Japan Geoscience Union Meeting 2016

Presentation information


Symbol S (Solid Earth Sciences) » S-MP Mineralogy & Petrology

[S-MP44] Dynamics of melt, ductile and brittle rock mass and energy system

Wed. May 25, 2016 1:45 PM - 3:15 PM 301A (3F)

Convener:*Noriyoshi Tsuchiya(Graduate School of Environmental Studies, Tohoku University), Hiroshi Asanuma(AIST), Yasuo Ogawa(Volcanic Fluid Research Center Tokyo Institute of Technology), Shigemi Naganawa(The University of Tokyo), Chair:Masaoki Uno(Graduate School of Environmental Studies, Tohoku University)

3:00 PM - 3:15 PM

[SMP44-06] Estimation of the correlation between temperature and resistivity using ANN approach

*Kotaro Sugano1, Toru Mogi2, Toshihiro Uchida3, Tatsuya Kajiwara4 (1.Hokkaido University Graduate School of science,School of Science, 2.Hokkaido University Faculty of Science, 3.National Institute of Advanced Industrial Science and Technology, 4.Geothermal Engineering Co., Ltd)

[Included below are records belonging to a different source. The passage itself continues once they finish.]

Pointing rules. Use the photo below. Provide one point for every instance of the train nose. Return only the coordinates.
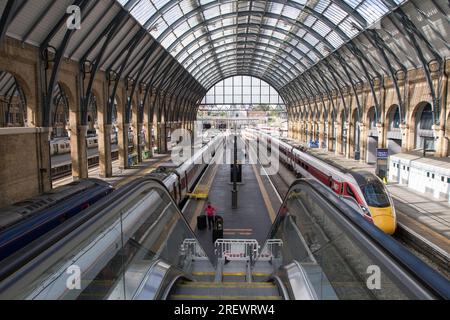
(384, 219)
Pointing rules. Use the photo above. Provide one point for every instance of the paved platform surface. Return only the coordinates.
(254, 215)
(121, 177)
(424, 214)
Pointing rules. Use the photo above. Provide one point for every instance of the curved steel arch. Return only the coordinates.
(242, 61)
(292, 21)
(244, 42)
(239, 62)
(246, 25)
(248, 13)
(230, 66)
(231, 75)
(195, 71)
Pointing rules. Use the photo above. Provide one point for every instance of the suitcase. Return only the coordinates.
(201, 222)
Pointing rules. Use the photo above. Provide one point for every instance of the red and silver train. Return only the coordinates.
(363, 190)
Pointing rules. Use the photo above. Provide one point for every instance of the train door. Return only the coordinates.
(372, 144)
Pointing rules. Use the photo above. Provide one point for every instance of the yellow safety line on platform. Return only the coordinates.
(265, 195)
(202, 284)
(260, 274)
(229, 233)
(233, 274)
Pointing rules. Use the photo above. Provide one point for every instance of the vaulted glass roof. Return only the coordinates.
(273, 40)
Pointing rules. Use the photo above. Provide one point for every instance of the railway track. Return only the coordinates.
(427, 251)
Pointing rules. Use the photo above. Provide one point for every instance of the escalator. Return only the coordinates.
(138, 246)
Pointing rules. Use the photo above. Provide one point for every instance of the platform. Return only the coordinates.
(256, 205)
(121, 176)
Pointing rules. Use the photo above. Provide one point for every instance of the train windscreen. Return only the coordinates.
(373, 190)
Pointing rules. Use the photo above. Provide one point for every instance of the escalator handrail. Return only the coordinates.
(421, 272)
(32, 250)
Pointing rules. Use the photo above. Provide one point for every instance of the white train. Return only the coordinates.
(180, 180)
(425, 175)
(360, 189)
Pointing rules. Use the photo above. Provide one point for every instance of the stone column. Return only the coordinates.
(405, 136)
(122, 140)
(104, 149)
(162, 138)
(381, 135)
(439, 140)
(322, 134)
(349, 141)
(363, 142)
(339, 146)
(137, 128)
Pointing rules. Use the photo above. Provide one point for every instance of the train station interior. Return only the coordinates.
(224, 150)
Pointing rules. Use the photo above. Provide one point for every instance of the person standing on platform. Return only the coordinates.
(210, 212)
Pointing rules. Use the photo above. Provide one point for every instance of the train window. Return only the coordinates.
(350, 192)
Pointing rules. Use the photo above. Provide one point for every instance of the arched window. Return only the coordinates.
(424, 124)
(240, 92)
(13, 111)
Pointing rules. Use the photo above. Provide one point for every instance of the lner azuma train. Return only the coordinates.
(361, 189)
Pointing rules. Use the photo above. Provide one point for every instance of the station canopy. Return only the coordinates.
(273, 40)
(303, 48)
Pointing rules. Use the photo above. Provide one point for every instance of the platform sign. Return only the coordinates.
(382, 162)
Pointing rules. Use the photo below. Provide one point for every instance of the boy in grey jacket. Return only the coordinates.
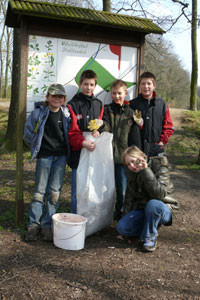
(46, 132)
(149, 197)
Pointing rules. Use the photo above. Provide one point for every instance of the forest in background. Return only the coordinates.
(173, 81)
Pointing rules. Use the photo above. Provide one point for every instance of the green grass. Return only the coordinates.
(185, 143)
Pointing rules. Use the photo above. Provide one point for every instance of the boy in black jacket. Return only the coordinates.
(119, 119)
(158, 126)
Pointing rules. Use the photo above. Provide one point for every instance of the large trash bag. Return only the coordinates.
(96, 183)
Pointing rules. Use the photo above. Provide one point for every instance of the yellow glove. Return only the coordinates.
(95, 124)
(137, 116)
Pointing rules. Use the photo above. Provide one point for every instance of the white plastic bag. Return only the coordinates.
(96, 183)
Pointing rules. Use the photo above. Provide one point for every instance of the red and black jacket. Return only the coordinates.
(82, 109)
(157, 125)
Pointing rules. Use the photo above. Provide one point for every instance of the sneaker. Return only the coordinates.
(150, 245)
(32, 233)
(47, 234)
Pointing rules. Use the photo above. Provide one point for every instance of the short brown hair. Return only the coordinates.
(118, 83)
(88, 74)
(147, 75)
(133, 151)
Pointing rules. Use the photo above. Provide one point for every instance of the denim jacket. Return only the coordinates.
(34, 127)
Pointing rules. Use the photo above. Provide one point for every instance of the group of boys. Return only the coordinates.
(54, 131)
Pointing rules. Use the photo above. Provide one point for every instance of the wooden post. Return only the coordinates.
(20, 124)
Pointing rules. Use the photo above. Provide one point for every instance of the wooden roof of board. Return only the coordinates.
(61, 12)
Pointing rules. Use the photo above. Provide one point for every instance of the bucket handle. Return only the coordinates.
(71, 236)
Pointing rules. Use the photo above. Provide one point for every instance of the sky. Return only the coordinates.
(180, 35)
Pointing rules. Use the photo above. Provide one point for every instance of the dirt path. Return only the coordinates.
(109, 268)
(177, 115)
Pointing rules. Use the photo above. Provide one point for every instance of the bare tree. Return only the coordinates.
(106, 5)
(194, 75)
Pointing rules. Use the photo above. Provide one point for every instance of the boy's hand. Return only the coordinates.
(95, 124)
(89, 145)
(95, 133)
(137, 116)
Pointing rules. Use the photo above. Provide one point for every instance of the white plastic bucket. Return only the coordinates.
(69, 231)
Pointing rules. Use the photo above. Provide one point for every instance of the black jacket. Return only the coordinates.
(119, 121)
(157, 126)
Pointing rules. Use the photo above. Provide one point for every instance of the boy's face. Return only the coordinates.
(87, 86)
(118, 95)
(133, 163)
(147, 86)
(55, 101)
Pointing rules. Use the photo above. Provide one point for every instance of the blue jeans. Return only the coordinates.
(48, 182)
(120, 185)
(73, 192)
(144, 222)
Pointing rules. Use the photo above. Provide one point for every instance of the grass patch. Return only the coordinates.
(185, 143)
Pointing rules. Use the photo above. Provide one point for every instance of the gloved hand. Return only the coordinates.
(95, 124)
(137, 116)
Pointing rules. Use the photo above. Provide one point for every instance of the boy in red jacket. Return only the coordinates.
(83, 107)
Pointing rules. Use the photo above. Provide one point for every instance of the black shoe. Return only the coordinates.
(32, 233)
(47, 234)
(150, 245)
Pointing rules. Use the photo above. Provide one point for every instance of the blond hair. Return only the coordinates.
(133, 151)
(118, 83)
(147, 75)
(88, 74)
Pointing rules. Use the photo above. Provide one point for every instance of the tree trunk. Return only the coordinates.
(194, 75)
(106, 5)
(1, 61)
(10, 138)
(7, 63)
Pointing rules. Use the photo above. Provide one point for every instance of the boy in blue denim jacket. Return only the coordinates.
(46, 132)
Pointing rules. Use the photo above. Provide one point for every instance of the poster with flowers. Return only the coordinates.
(53, 60)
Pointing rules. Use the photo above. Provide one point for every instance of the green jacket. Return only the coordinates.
(119, 121)
(151, 183)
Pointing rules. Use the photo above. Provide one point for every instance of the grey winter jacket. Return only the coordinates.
(34, 127)
(151, 183)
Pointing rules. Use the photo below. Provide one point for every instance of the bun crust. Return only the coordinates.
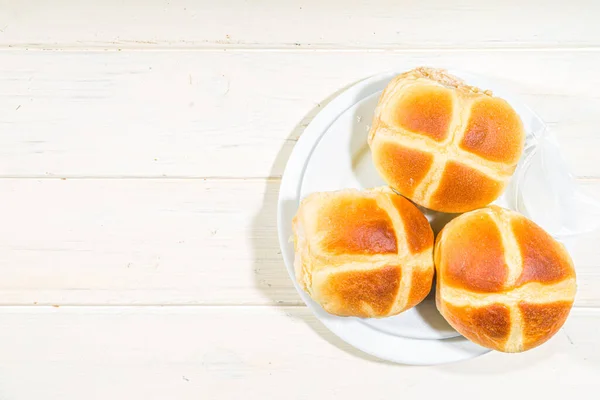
(502, 281)
(363, 253)
(445, 145)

Keywords:Artificial Neural Network, Resistivity, Temperature

Accurate estimation of the underground temperature is essential for the resource evaluation of a geothermal reservoir. However, the quantity of temperature data measured in boreholes is usually limited and therefore the estimation of temperature distribution at depth is often difficult. Here, we have tried to indirectly estimate the underground temperature by geophysical data that depend on temperature, by applying the artificial neural network (ANN) approach.
By using ANN trained by geological and geophysical data, this study aims to estimate underground temperature by resistivity data obtained from magnetotelluric (MT) sounding. MT investigation can estimate resistivity of deep underground easily and reasonably. If we can estimate temperature of deep underground from MT data, for example, we can find a promising geothermal reservoir and decide the location for development of a geothermal power plant.
We chose the Kakkonda geothermal area, Iwate Prefecture, Japan, as a test site of this study. It is because the area is underlain by a high-enthalpy geothermal system, reaching 500℃ at 3700m depth. In addition, many drillings and 2D or 3D resistivity surveys were carried out before.
We educated the ANN by position, depth and temperature data from well logs and resistivity data from MT sounding. After that, we tested various ANN structures to verify output temperature with observed well log temperature. As a result, we obtained good agreement at up to about 2.4 km depth where we have a lot of drilling data and fine resistivity data. However, fitness was not good at deeper part because drilling data were limited and the resistivity structure had low resolution at this depth.